Привиделся однажды маме сон. В барачной комнате, где они с дочкой обитали, вдруг приподнялась одна половица, и из подпола выглянула незнакомая женщина.
– В Бога-то веришь? – строго спросила она. Мама испуганно молчала, а женщина испытующе смотрела на неё пронзительными глазами, и, не дождавшись ответа, так же строго снова спросила: – Молишься?
– Молюсь! – резко ответила мама.
– Ну, молись! – как бы приказала женщина и исчезла под половицей, которая глухо захлопнулась.
После этого сна мама стала посвящать молитвам больше времени и усердия. После них душа немного успокаивалась, тревога отступала от сердца, и верилось, что Игнатий непременно вернётся домой живой и, даст Бог, даже здоровый.
С продуктами было трудно. В яслях ещё что-то имелось для питания детей, туда отправлялась часть производимых в совхозе овощей и молочных продуктов, а дома хозяйки пекли хлеб в русских печках из отрубей*, если удавалось каким-то способом их добыть. Ели жмых** пополам с лебедой – варили из них суп. Кое-что росло на своих огородах, обрабатывать которые у женщин уже не хватало ни сил, ни времени.

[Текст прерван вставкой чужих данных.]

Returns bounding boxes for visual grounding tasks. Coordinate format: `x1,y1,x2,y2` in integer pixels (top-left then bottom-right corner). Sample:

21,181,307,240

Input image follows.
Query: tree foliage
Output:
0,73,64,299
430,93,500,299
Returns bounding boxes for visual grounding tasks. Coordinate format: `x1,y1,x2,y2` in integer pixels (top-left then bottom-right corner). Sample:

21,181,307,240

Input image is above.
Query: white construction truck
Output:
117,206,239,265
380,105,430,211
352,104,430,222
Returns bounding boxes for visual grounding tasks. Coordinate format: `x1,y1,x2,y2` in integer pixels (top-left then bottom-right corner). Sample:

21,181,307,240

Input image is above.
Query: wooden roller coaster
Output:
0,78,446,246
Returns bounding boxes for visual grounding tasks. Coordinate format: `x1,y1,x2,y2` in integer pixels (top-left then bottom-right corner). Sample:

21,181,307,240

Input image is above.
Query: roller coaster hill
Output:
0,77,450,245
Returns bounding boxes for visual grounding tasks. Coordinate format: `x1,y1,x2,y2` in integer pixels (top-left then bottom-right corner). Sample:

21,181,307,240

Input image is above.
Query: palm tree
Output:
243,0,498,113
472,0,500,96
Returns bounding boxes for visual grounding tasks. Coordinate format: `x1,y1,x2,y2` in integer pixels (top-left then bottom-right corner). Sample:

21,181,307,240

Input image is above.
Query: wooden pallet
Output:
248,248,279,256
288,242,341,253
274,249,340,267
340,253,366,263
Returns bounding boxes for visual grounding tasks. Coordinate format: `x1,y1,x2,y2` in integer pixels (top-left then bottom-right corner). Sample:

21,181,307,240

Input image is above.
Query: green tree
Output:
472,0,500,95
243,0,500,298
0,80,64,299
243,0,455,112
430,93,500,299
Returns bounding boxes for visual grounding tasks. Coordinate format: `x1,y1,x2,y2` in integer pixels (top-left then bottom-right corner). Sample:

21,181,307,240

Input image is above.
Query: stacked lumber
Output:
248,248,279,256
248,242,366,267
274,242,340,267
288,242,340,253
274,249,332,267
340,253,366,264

Наезжали в село разного рода начальники, партийные работники районного масштаба, проверяли и распоряжались, требовали и поучали. Кто-то из этих постоянно наезжающих управленцев пригляделся к Анастасии Гориной, стал оказывать ей внимание. Мама посмеивалась над ухажёром, а он стал захаживать к Томочке. Четырехлетняя девочка хорошо знала, что папа у неё есть и он на фронте, как и папы всех знакомых детей. Просто она ещё ни разу его не видела, но он скоро приедет.
– Томочка, хочешь, чтобы я стал твоим папой? – неожиданно спросил её однажды надоедливый дяденька.
Томочка отрицательно замотала головой:
– Нет, у меня есть папа!
– Ну и где же он? – развёл руками дяденька.
– Он на фронте!
– И что же он там делает?
– Куриц бьёт!
Томочке всё равно, фрицы или курицы – уж очень созвучны были эти слова, а курицы, конечно, были понятнее и привычнее.
Незадачливый воздыхатель ретировался, и через какое-то время вовсе перестал приходить к Томочке с конфетками. Может, переключил внимание на другой объект, а может, перевели его куда-нибудь в другое место.
Но случилась с девчушкой беда: она сильно простудилась, болезнь быстро перешла в двустороннее воспаление лёгких. Пока мама трудилась на общественных работах, ребёнок лежал дома на широкой скамье в полном одиночестве. Тома иногда вспоминала, как мама, прибежав с работы, заглядывала в комнату: жива ли дочка, дышит ли? Она уже готовилась к худшему, – судьба забирала у неё детей одного за другим, но десятый её ребёнок медлил уходить к старшим братьям и сёстрам, и только время по какой-то своей прихоти как будто остановилось возле маленькой девочки и выжидало, когда, наконец, отступит эта коварная болезнь, уйдёт прочь, сгинет навсегда. Мама лечила её своими средствами, она хорошо знала народную медицину, которой в своё время её обучила родная матушка, Анастасия Андреевна Рассказова, слывшая в округе знахаркой.
Благодаря маминым усилиям и, возможно, молитвам, дело пошло на поправку. Не могла девочка не дождаться отца, который ценой своей жизни защищал их от напасти, верил, что придёт к дочке, о которой так тосковал на фронте. Не могла мать потерять ребёнка: если случится непоправимое, что она скажет отцу, когда он вернётся, как оправдается?
Дважды за время войны мама сфотографировалась с Томочкой и посылала отцу фотографии. Наверное, эти снимки были для него самым дорогим приветом от родных.
*Отруби – отходы мукомольного производства, состоящие из истертых оболочек зерна и остатков неотсортированной муки.
**Жмых — продукт, получаемый после отжима растительного масла на прессах различной конструкции из прошедших подготовку семян масличных культур, например, подсолнечника.